In 2005, after much litigation concerning its original unbundling rules, the Federal Communications Commission (FCC) made the decision to limit the number and types of unbundled elements that telecommunications carriers were required to offer competitors under the common carrier laws outlined in 47 U.S.C §§ 251. In particular the FCC removed the requirement for ILECs to unbundle Fiber-to-the–Home, and abolished line sharing as an unbundled element. Additionally, the FCC prohibited access to UNEs for the exclusive service to mobile wireless services and long distance services, and removed unbundled switching from the list of UNEs.

Pricing for unbundled access is regulated by powers granted to a State commission. A just and reasonable rate is determined on a nondiscriminatory basis and is based on cost of providing the interconnection or unbundled network element. Provisions in the legislation also allow for these pricing structures to include a reasonable profit for the provider. The failure to determine a just and reasonable rate would mean that the incumbent LEC would be unable to recover and receive a reasonable return on its costs, effectively making the incumbent LEC's shareholders subsidize entering competitors.
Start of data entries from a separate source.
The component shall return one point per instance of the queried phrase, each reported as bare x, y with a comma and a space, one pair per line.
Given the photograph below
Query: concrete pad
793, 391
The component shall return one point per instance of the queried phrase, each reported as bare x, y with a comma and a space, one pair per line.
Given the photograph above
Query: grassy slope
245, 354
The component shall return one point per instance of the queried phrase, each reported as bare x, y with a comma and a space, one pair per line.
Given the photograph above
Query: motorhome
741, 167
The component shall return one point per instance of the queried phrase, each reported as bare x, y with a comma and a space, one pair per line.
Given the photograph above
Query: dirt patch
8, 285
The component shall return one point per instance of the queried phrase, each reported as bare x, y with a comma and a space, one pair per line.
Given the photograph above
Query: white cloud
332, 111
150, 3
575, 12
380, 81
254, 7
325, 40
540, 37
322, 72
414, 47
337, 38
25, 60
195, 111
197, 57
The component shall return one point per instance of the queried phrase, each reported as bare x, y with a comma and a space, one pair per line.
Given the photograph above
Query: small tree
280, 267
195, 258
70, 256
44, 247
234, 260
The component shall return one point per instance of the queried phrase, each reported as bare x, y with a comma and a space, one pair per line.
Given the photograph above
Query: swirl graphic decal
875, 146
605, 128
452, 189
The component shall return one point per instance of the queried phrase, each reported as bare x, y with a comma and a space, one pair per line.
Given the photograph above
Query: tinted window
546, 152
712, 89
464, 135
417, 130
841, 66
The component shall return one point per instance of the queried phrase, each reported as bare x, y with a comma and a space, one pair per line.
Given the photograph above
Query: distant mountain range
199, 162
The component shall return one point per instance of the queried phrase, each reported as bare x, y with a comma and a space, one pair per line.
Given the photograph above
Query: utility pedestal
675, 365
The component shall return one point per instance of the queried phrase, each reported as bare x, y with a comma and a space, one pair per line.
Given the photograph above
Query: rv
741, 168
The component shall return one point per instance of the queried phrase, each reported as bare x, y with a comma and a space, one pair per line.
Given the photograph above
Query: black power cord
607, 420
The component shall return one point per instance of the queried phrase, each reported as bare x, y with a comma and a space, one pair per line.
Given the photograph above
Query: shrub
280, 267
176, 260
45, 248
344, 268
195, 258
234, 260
This option allows companies, such as cable television, wireless providers, and electric/gas utilities, who already have customers, installation and maintenance crews, and billing systems, to lease the network elements they are missing, such as voice switches or electronic ordering systems, to complete their local telephone system. The 1996 Act, thus mandates that the traditional vertical hierarchy of the telephone industry be divided into parts, known as Unbundled Network Elements (UNE), so that competitive new entrants can choose what they need to provide competitive local telecommunications service.

==Mail==
In the United Kingdom, Downstream access (DSA) was first introduced in 2003. Mail which has been collected, sorted and distributed by a competitor (challenger), but is handed over to Royal Mail for delivery (the last mile). The ability to utilise the Royal Mail network in this way ended a 350-year monopoly.

==Energy==
In many countries, during the liberalization of the energy market, independent Transmission system operator (in the US Independent system operators) were formed.